Atau yang ada di memori komputer saat ini? Atau dokumen yang ada di CD-ROM atau
flash disk? Dunia digital memungkinkan kita memiliki lebih dari satu dokumen
asli.
Seringkali transaksi yang resmi membutuhkan tanda
tangan untuk meyakinkan keabsahannya. Bagaimana menterjemahkan tanda tangan
konvensional ke dunia digital? Apakah bisa kita gunakan tanda tangan yang
di-scan, atau dengan kata lain menggunakan digitized signature? Apa bedanya
digitized signature dengan digital signature dan apakah tanda tangan digital
ini dapat diakui secara hukum?
Tanda tangan ini sebenarnya digunakan untuk
memastikan identitas. Apakah memang digital identity seorang manusia hanya
dapat diberikan dengan menggunakan tanda tangan? Dapatkah kita menggunakan
sistem biometrik yang dapat mengambil ciri kita dengan lebih akurat? Apakah
e-mail, avatar, digital dignature, digital certificate dapat digunakan sebagai
identitas (dengan tingkat keamanan yang berbeda-beda tentunya)?
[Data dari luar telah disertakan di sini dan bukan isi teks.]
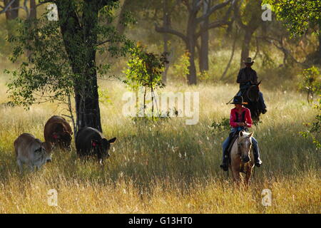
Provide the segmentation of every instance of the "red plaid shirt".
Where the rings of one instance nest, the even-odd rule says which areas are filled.
[[[236,110],[236,108],[234,108],[230,110],[230,125],[232,128],[238,128],[238,127],[237,123],[242,122],[242,116],[243,116],[242,114],[243,112],[245,112],[245,127],[250,128],[252,126],[253,122],[252,122],[251,113],[250,112],[250,109],[243,107],[242,112],[240,113],[240,114],[238,113],[238,111]],[[236,121],[237,120],[236,115],[238,115],[238,121]]]

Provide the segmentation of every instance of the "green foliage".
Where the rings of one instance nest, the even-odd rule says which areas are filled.
[[[108,90],[101,89],[98,88],[98,92],[99,97],[99,103],[103,104],[111,103],[111,97],[108,95]]]
[[[8,39],[14,46],[10,61],[22,60],[17,69],[5,71],[13,76],[7,84],[9,97],[26,108],[64,100],[72,94],[76,76],[71,71],[58,23],[49,22],[44,15],[36,21],[19,20],[19,25],[18,34]]]
[[[265,0],[263,4],[272,5],[279,20],[286,21],[292,36],[302,35],[313,28],[319,33],[316,27],[321,23],[320,0]]]
[[[321,95],[317,103],[314,107],[319,111],[319,113],[315,117],[315,121],[312,123],[306,123],[305,125],[310,128],[305,132],[300,132],[304,138],[310,136],[312,138],[317,150],[321,148]]]
[[[83,1],[73,1],[68,5],[75,10],[81,27],[83,26],[81,23],[85,23],[83,21],[95,16],[91,9],[84,7],[84,4]],[[85,85],[92,83],[92,77],[88,76],[93,72],[102,76],[107,74],[110,71],[109,63],[96,66],[96,63],[88,62],[93,53],[106,53],[113,58],[125,56],[133,46],[130,40],[118,34],[112,24],[116,18],[113,14],[118,6],[117,2],[111,1],[101,9],[98,23],[89,28],[92,36],[87,42],[83,42],[83,33],[77,28],[72,38],[69,34],[63,38],[61,26],[65,21],[62,19],[49,21],[47,11],[36,20],[19,20],[16,35],[9,37],[8,41],[14,46],[9,60],[20,63],[20,66],[14,71],[6,71],[13,76],[7,86],[14,103],[28,108],[33,103],[65,101],[74,95],[76,89],[81,90]],[[64,11],[68,11],[67,9],[71,10],[59,9],[64,14],[67,14]],[[86,18],[85,11],[88,11]],[[131,19],[126,16],[124,21],[128,18]],[[65,20],[68,19],[67,16]],[[68,24],[73,24],[71,21],[68,21]]]
[[[315,93],[321,92],[321,74],[317,67],[312,66],[303,71],[302,81],[299,86],[299,89],[307,92],[309,103],[310,99],[313,100]]]
[[[141,86],[152,90],[163,87],[162,73],[165,64],[168,63],[165,56],[148,53],[139,44],[131,51],[128,68],[124,71],[126,80],[123,82],[135,91]]]

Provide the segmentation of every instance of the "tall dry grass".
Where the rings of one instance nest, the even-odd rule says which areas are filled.
[[[268,112],[251,130],[259,142],[263,166],[255,169],[249,189],[235,186],[221,171],[221,143],[228,133],[213,132],[213,120],[228,118],[225,103],[238,90],[231,85],[169,85],[163,90],[200,93],[200,120],[185,118],[154,123],[124,117],[126,91],[103,81],[110,95],[101,103],[107,138],[117,137],[104,167],[83,163],[71,152],[56,152],[53,162],[19,175],[13,142],[22,133],[43,140],[46,120],[63,113],[55,104],[0,108],[0,212],[2,213],[320,213],[320,156],[299,132],[315,110],[293,91],[263,88]],[[0,103],[7,102],[4,81]],[[161,90],[158,90],[160,92]],[[58,191],[58,207],[47,192]],[[262,205],[263,189],[272,206]]]

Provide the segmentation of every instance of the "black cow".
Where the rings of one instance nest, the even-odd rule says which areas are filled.
[[[79,157],[87,158],[96,157],[99,162],[103,164],[105,158],[109,157],[111,143],[113,143],[116,138],[107,140],[97,129],[85,127],[78,131],[76,136],[76,149]]]

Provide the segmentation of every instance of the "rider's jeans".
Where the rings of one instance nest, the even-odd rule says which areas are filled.
[[[230,133],[235,133],[236,130],[237,130],[237,128],[231,128]],[[224,159],[224,151],[228,147],[230,140],[230,135],[229,135],[228,137],[224,140],[223,143],[222,144],[223,158],[223,159]],[[259,147],[258,147],[258,141],[255,140],[255,138],[254,137],[252,137],[252,143],[253,145],[253,149],[258,153],[258,157],[260,157],[260,150],[259,150]]]

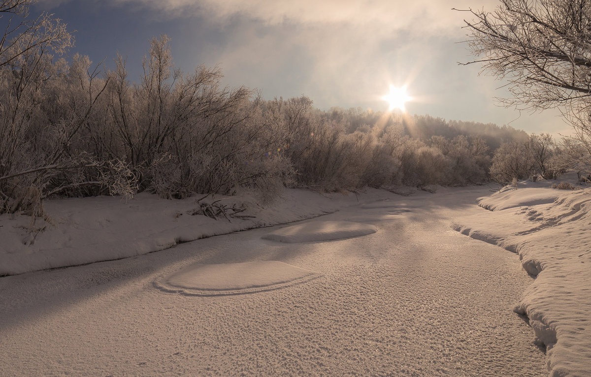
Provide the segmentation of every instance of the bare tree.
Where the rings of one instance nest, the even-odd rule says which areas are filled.
[[[558,107],[591,154],[591,1],[501,0],[465,21],[483,71],[506,79],[506,106]]]

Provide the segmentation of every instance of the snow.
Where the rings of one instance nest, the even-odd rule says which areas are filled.
[[[194,264],[156,284],[170,292],[213,296],[255,293],[305,282],[320,275],[277,261],[221,264]]]
[[[537,277],[514,309],[545,345],[550,375],[589,375],[591,189],[506,187],[479,203],[495,212],[456,219],[452,228],[518,253]]]
[[[452,218],[484,210],[474,203],[486,190],[440,188],[412,197],[368,190],[359,201],[288,191],[284,202],[255,207],[251,223],[338,209],[290,225],[353,222],[377,232],[289,243],[262,239],[283,226],[261,228],[0,278],[0,344],[10,345],[0,347],[2,373],[543,376],[544,355],[532,329],[511,310],[532,278],[515,254],[449,228]],[[181,209],[164,203],[170,212],[158,217],[163,228]],[[374,203],[379,206],[371,208]],[[145,217],[135,219],[155,221]],[[220,229],[226,223],[217,222]],[[245,269],[257,274],[233,276],[233,268],[249,262]],[[275,281],[287,283],[223,294],[261,285],[254,277],[268,277],[277,266],[284,269]],[[304,274],[298,268],[317,277],[290,281]],[[171,282],[184,287],[164,287]],[[230,289],[199,295],[206,284]]]
[[[48,200],[49,222],[37,219],[31,226],[30,217],[0,215],[0,276],[140,255],[180,242],[320,216],[384,196],[385,191],[374,189],[359,195],[324,196],[290,190],[278,203],[261,206],[246,193],[220,202],[246,207],[240,214],[254,216],[231,222],[191,216],[199,207],[194,198],[166,200],[141,193],[126,202],[108,196]]]
[[[375,227],[369,224],[348,221],[316,221],[277,229],[263,236],[263,238],[280,242],[312,242],[359,237],[376,231]]]

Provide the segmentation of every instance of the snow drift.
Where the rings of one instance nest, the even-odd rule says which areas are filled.
[[[519,254],[537,277],[514,310],[546,347],[552,376],[591,370],[591,189],[505,189],[480,198],[485,212],[452,228]]]

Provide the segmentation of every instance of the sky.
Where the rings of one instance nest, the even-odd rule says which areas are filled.
[[[410,114],[509,124],[569,134],[556,110],[530,113],[495,105],[505,83],[484,74],[465,43],[457,9],[493,10],[498,0],[40,0],[74,32],[72,54],[108,67],[119,53],[139,81],[150,40],[171,38],[176,66],[219,66],[229,87],[267,99],[300,95],[322,110],[388,110],[390,85],[406,85]]]

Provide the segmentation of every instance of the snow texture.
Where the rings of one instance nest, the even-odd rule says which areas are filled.
[[[245,193],[220,204],[245,207],[241,214],[254,217],[231,222],[192,216],[199,207],[193,198],[167,200],[141,193],[126,202],[107,196],[47,200],[50,222],[37,219],[32,225],[30,217],[0,215],[0,276],[135,256],[204,237],[326,214],[359,200],[382,200],[384,193],[369,189],[359,195],[322,196],[289,190],[280,202],[265,207]]]
[[[449,228],[452,219],[484,210],[474,202],[486,190],[440,188],[434,194],[417,191],[412,197],[368,190],[359,202],[355,196],[329,199],[289,191],[284,203],[251,212],[258,213],[256,221],[268,224],[339,209],[300,223],[363,219],[378,231],[288,243],[262,239],[272,229],[255,229],[144,255],[0,278],[0,344],[7,346],[0,347],[0,374],[543,376],[544,355],[532,343],[531,327],[511,310],[531,277],[515,254]],[[135,217],[129,209],[117,209],[144,199],[168,212],[158,215],[145,209],[144,217]],[[51,203],[61,209],[53,214],[77,211],[82,228],[90,225],[83,213],[100,220],[92,205],[74,203],[78,209]],[[76,251],[93,255],[100,242],[128,245],[126,236],[147,242],[156,236],[142,226],[156,222],[162,229],[185,227],[157,235],[200,234],[207,227],[199,224],[209,220],[189,216],[186,211],[194,203],[185,202],[188,209],[182,209],[177,206],[181,203],[145,197],[127,204],[106,200],[103,216],[128,234],[98,227],[93,240],[99,246],[87,243]],[[379,205],[364,206],[373,203]],[[183,213],[177,222],[176,211]],[[118,216],[126,213],[138,224],[119,222]],[[10,228],[11,221],[2,224]],[[63,223],[56,228],[64,238],[80,239],[76,228]],[[225,220],[216,223],[216,232],[227,230]],[[34,245],[43,240],[38,237]],[[271,263],[259,263],[265,261]],[[187,294],[204,287],[207,269],[211,279],[217,270],[225,288],[259,285],[256,278],[247,282],[248,274],[242,281],[231,276],[231,266],[246,262],[256,262],[247,269],[251,272],[264,274],[282,266],[275,281],[303,275],[298,268],[322,276],[252,294]],[[184,293],[154,286],[165,282],[184,285],[171,287]]]
[[[280,242],[312,242],[365,236],[377,231],[369,224],[349,221],[316,221],[274,230],[263,238]]]
[[[255,293],[310,281],[320,275],[277,261],[194,264],[155,284],[165,291],[189,295]]]
[[[479,202],[495,212],[456,219],[452,227],[518,253],[537,278],[515,311],[529,318],[545,346],[550,375],[589,376],[591,189],[505,188]]]

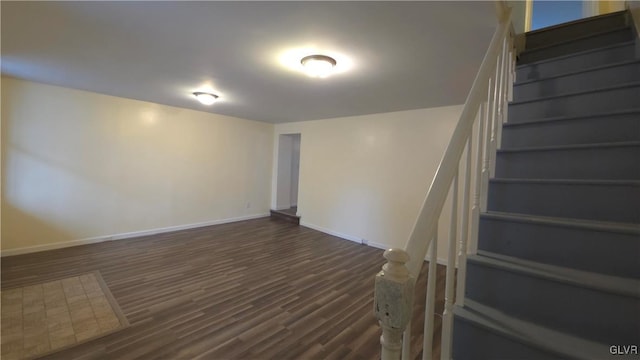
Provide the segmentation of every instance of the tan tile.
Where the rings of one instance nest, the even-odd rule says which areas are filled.
[[[22,304],[6,305],[2,304],[2,319],[20,317],[22,318]]]
[[[100,297],[94,297],[94,298],[89,298],[89,302],[91,303],[91,306],[95,309],[96,307],[104,307],[104,308],[109,308],[111,309],[111,303],[109,302],[109,300],[107,300],[106,297],[104,296],[100,296]]]
[[[69,306],[74,305],[77,302],[80,301],[88,301],[89,298],[87,298],[87,294],[85,293],[80,293],[80,294],[76,294],[76,295],[69,295],[67,294],[67,304],[69,304]]]
[[[3,303],[7,300],[22,299],[22,288],[2,290],[1,294]]]
[[[98,319],[100,330],[102,332],[111,331],[120,327],[120,320],[117,318],[112,319]]]
[[[49,327],[49,338],[63,338],[75,333],[71,323],[58,323]]]
[[[49,342],[38,343],[30,346],[25,346],[23,350],[24,357],[35,357],[38,354],[42,354],[44,352],[49,351],[51,348],[49,347]]]
[[[47,315],[44,310],[40,312],[34,312],[24,314],[22,317],[22,326],[27,328],[42,328],[47,326]],[[26,332],[26,330],[25,330]]]
[[[2,299],[2,308],[4,310],[5,306],[22,306],[22,298],[13,298],[13,299]]]
[[[20,348],[20,350],[7,353],[2,349],[2,360],[20,360],[22,358],[22,348]]]
[[[48,332],[39,333],[37,335],[28,335],[24,337],[25,356],[35,356],[37,354],[49,351],[49,334]]]
[[[42,298],[43,298],[42,285],[40,284],[25,286],[22,289],[22,301],[24,301],[25,304],[28,304],[34,301],[41,301]]]
[[[75,323],[76,321],[82,321],[85,319],[93,319],[95,315],[93,314],[93,309],[91,306],[83,306],[78,308],[70,309],[69,313],[71,314],[71,320]]]
[[[90,329],[99,329],[98,321],[94,318],[87,318],[73,322],[73,331],[76,333],[89,331]]]
[[[55,323],[71,323],[71,314],[68,311],[60,311],[50,315],[47,315],[47,322],[51,324]]]
[[[44,303],[39,304],[25,304],[22,308],[22,315],[33,314],[33,313],[44,313]]]
[[[47,319],[60,313],[69,313],[69,308],[66,303],[56,307],[47,306]]]
[[[14,321],[12,320],[7,320],[7,319],[3,319],[2,320],[2,333],[0,335],[2,338],[2,341],[4,341],[5,338],[9,338],[11,336],[13,336],[14,334],[17,334],[18,336],[22,336],[22,319],[20,319],[20,321]]]
[[[66,296],[64,294],[64,291],[60,290],[60,291],[51,291],[51,292],[46,292],[44,294],[44,303],[45,304],[49,304],[51,302],[58,302],[58,301],[66,301]]]
[[[88,328],[87,330],[76,332],[76,340],[80,342],[98,335],[100,335],[99,327]]]
[[[49,281],[42,284],[42,290],[47,293],[51,291],[62,291],[62,282],[60,280]]]
[[[75,344],[76,336],[73,333],[66,336],[50,336],[49,340],[51,341],[51,349],[55,350],[61,347]]]

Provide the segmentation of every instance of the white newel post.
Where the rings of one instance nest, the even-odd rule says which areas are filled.
[[[384,257],[387,263],[376,275],[373,312],[382,328],[382,360],[399,360],[402,333],[411,319],[415,280],[405,266],[409,255],[404,250],[389,249]]]

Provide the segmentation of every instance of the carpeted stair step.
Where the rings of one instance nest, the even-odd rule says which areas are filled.
[[[509,316],[603,344],[640,338],[636,279],[478,251],[468,258],[465,294]]]
[[[478,249],[640,279],[640,224],[489,212],[480,215]]]
[[[491,179],[488,211],[640,223],[640,181]]]
[[[599,33],[587,34],[570,41],[525,50],[520,54],[518,62],[520,64],[527,64],[534,61],[552,59],[558,56],[631,41],[633,37],[633,29],[630,26],[613,28]]]
[[[640,108],[505,123],[502,148],[640,141]]]
[[[640,180],[640,142],[498,150],[498,178]]]
[[[513,87],[513,101],[534,100],[628,82],[640,82],[640,60],[520,82]]]
[[[640,59],[640,46],[634,41],[610,44],[605,47],[567,54],[516,66],[516,81],[546,79],[553,76],[584,71]]]
[[[630,25],[628,15],[627,11],[618,11],[530,31],[525,34],[526,49],[546,47],[580,39],[588,34],[626,27]]]
[[[456,360],[603,360],[610,347],[506,315],[466,299],[453,310],[453,358]]]
[[[638,108],[640,83],[599,88],[512,102],[509,105],[510,123],[526,122],[556,116],[583,116]]]

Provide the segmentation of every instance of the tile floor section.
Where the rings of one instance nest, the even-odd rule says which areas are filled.
[[[128,325],[97,272],[1,293],[2,360],[42,355]]]

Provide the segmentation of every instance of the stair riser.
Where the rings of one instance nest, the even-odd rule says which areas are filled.
[[[498,152],[496,177],[640,180],[640,145]]]
[[[640,141],[640,113],[540,122],[502,129],[502,148]]]
[[[638,107],[640,86],[562,96],[509,105],[509,122],[538,120],[557,116],[587,116]]]
[[[494,182],[489,211],[640,222],[640,186]]]
[[[544,79],[550,76],[638,59],[639,57],[640,47],[634,46],[633,44],[612,47],[588,52],[579,56],[571,56],[539,64],[518,66],[516,69],[516,80],[522,82]]]
[[[499,336],[458,316],[454,317],[453,324],[453,358],[456,360],[563,359],[541,349],[535,349],[507,337]]]
[[[579,270],[640,279],[640,234],[480,219],[478,248]]]
[[[541,97],[598,89],[634,81],[640,81],[640,63],[631,63],[516,85],[513,88],[513,100],[534,100]]]
[[[623,28],[616,31],[607,32],[591,36],[588,38],[578,39],[569,43],[550,46],[547,48],[524,51],[520,54],[520,63],[530,63],[551,59],[558,56],[573,54],[579,51],[596,49],[599,47],[609,46],[616,43],[633,40],[633,32],[630,28]]]
[[[604,344],[635,344],[640,299],[469,261],[466,296],[507,315]]]

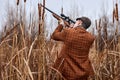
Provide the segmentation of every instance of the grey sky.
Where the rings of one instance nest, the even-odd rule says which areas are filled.
[[[9,5],[12,6],[17,0],[0,0],[0,26],[5,21],[5,10],[6,5],[8,5],[7,1],[9,1]],[[32,10],[37,9],[37,4],[41,1],[42,0],[27,0],[27,10],[30,11],[30,5]],[[120,3],[120,0],[118,1]],[[114,0],[114,2],[116,2],[116,0]],[[73,4],[78,5],[80,10],[82,10],[81,16],[88,16],[93,20],[99,18],[103,9],[106,10],[108,15],[112,14],[113,9],[113,0],[46,0],[46,7],[58,14],[60,14],[62,6],[64,8],[64,13],[66,14]]]

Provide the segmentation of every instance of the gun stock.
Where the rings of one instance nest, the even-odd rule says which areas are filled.
[[[45,8],[47,11],[51,12],[52,15],[57,19],[57,20],[64,20],[65,23],[73,23],[75,24],[75,21],[71,20],[69,17],[65,16],[64,14],[61,14],[61,16],[59,16],[58,14],[56,14],[55,12],[51,11],[50,9],[46,8],[45,6],[43,6],[42,4],[40,4],[40,6],[42,6],[43,8]]]

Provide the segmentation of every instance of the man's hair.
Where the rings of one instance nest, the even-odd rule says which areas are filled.
[[[89,18],[87,18],[87,17],[80,17],[80,18],[77,18],[76,21],[77,21],[77,20],[81,20],[81,21],[83,22],[83,23],[82,23],[82,26],[83,26],[85,29],[89,28],[90,25],[91,25],[91,20],[90,20]]]

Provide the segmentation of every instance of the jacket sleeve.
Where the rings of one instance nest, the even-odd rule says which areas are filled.
[[[51,35],[51,39],[54,39],[56,41],[63,41],[65,40],[66,37],[66,31],[63,30],[63,26],[60,24],[58,27],[55,29],[53,34]]]

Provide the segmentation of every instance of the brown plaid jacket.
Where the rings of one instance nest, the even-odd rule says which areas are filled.
[[[64,42],[53,67],[67,80],[81,80],[83,76],[92,75],[94,72],[88,54],[94,37],[80,27],[62,29],[63,26],[58,25],[51,36]]]

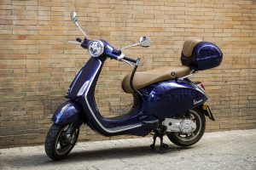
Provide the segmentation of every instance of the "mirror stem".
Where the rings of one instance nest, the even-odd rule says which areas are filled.
[[[125,49],[125,48],[131,48],[131,47],[138,46],[138,45],[140,45],[140,43],[139,43],[139,42],[137,42],[137,43],[135,43],[135,44],[132,44],[132,45],[130,45],[130,46],[126,46],[126,47],[121,48],[121,50],[123,50],[123,49]]]
[[[82,28],[79,26],[79,23],[75,22],[75,25],[80,30],[80,31],[84,34],[84,36],[85,37],[85,38],[87,38],[86,33],[82,30]]]

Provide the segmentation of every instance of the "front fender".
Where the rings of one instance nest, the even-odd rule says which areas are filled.
[[[72,100],[61,104],[55,111],[51,120],[54,123],[65,125],[75,122],[79,119],[79,113],[82,109]]]

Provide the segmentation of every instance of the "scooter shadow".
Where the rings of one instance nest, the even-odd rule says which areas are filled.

Semua contoh-contoh (atau lebih tepatnya
pertanyaan-pertanyaan) di atas menantang landasan hukum konvensional. Jadi,
apakah dibutuhkan sebuah hukum baru yang bergerak di ruangcyber, sebuah
cyberlaw? Jika dibuat sebuah hukum baru, manakah batas teritorinya? Riil atau
virtual? Apakah hukum ini hanya berlaku untuk cybercommunity– komunitas orang
di dunia cyber yang memiliki kultur, etika, dan aturan sendiri – saja?
Bagaimana jika efek atau dampak dari (aktivitas di) dunia cyber ini dirasakan
oleh komunitas di luar dunia cyber itu sendiri?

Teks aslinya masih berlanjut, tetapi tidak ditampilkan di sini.